Natalie Ahmat: A major new art exhibition is bringing some of the rising female stars of of the Central desert to Sydney.
NITV got a sneak peak of 'The Streets of Papunya' opening soon at the Galleries in the University of New South Wales.
Laura Murphy-Oates: From the desert, to the city
These artworks have come a long way from the tiny town of Papunya in central Australia to here.
Curator Vivien Johnson is showcasing the best female artistic talent in the town, telling the history and stories of the area.
Vivien Johnson, curator: Everything is something, you know, it's story, it looks like a beautiful tapestry or something, but it's a story.
But art isn't all there is to see, with artefacts, photographs, a Papunya family tree and a video installation.
Vivien Johnson: Well part of the point of the show is to have people realise that Papunya is a real place, where generations of Aboriginal people have lived and raised their families and made art
This is a small collection of members of the warangkula clan assembled under the warrangkula street sign.
Known as one of the birthplaces of contemporary Indigenous art, Papunya punches above it's weight.

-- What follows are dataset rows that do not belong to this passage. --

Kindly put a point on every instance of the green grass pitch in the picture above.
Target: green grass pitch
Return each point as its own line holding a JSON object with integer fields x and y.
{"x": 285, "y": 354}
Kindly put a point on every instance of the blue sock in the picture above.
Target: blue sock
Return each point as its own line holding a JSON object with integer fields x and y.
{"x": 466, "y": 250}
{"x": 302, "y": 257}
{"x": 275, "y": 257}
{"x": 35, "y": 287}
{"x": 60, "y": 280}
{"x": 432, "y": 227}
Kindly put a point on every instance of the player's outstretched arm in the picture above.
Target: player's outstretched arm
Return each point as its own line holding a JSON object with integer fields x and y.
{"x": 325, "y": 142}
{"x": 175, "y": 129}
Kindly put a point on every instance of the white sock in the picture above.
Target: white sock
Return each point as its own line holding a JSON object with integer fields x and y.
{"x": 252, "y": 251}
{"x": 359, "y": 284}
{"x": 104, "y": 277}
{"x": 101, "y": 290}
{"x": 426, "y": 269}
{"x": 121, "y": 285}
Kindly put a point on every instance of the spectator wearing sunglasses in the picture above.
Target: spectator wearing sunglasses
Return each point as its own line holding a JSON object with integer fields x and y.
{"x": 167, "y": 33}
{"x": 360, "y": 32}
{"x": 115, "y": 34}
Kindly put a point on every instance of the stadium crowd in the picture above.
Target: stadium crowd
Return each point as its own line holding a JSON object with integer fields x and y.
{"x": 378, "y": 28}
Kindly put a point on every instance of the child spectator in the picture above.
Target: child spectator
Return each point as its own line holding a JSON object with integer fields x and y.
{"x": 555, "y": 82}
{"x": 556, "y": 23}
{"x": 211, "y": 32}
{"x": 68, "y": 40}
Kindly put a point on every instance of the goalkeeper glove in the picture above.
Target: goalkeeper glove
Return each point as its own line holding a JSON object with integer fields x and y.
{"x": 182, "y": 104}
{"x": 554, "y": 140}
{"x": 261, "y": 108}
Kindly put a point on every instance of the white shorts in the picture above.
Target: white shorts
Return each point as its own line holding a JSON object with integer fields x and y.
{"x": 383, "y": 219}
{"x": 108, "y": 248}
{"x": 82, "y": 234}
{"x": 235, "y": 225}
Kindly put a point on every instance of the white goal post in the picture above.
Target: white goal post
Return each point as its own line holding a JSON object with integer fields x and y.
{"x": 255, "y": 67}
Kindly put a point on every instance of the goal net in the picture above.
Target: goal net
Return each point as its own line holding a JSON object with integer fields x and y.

It's where the famous artist Albert Namatjira did his final artworks, now on display here alongside the best of the current crop of artists.
The papunya art movement was founded in the 70s by a group of male artists. In the 1980s female artists began to paint as well, with the work of some of those original female artists on display here today.
Vivien Johnson has spent her career documenting the beauty and creativity of the town, culminating in this book.
It will be launched in association with the exhibition, when it opens its doors to the public on Saturday.